Now that she’s part of the flight crew, Emge has a busy work routine.
“Every morning during shift change, we talk to the crew that worked the day before and discuss any challenging flights that they might need to debrief from. We talk about each other’s lives. They are coworkers but they feel like family.”
After the outgoing crew leaves, says Emge, they do their daily equipment checks within the aircraft, ensuring that everything is charged, stocked and working properly. They take care of those checks on top of their general duties on base (cleaning, practicing skills, reviewing charts, etc.).
But, it’s not all work and no play for the flight crew. They still take time to unwind.
“In the evenings, if we are not flying, we watch movies together and make dinner just like a family, and, I have to say, some of the crew members are pretty good cooks.”
Despite this, the crew deeply feels its obligation of service to the community. And, after starting working with Air Evac, Emge had an interaction that will remain engrained in her memory.
“During a fundraiser for kids, we met a lot of people from the Harrisburg area. Many thanked us for our service, but one gentleman told me that he sleeps better at night knowing that we are here and can get him quickly where he needs to be if something bad happens to him.”

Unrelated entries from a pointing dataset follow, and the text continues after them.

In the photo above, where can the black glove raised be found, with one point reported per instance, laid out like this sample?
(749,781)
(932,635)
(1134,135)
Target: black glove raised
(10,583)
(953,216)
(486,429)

Emge noted that the gentleman went on to explain that his brother was in a terrible car accident and only survived because he was transported to a trauma center in under thirty minutes and on the operating table in under one hour after the accident’s occurrence.
For Emge, it’s interactions like these that make it all worth it.
“Knowing that gentleman feels safe is worth all of the training and hard work put into this job. That comfort is what I wanted as a kid for my family.”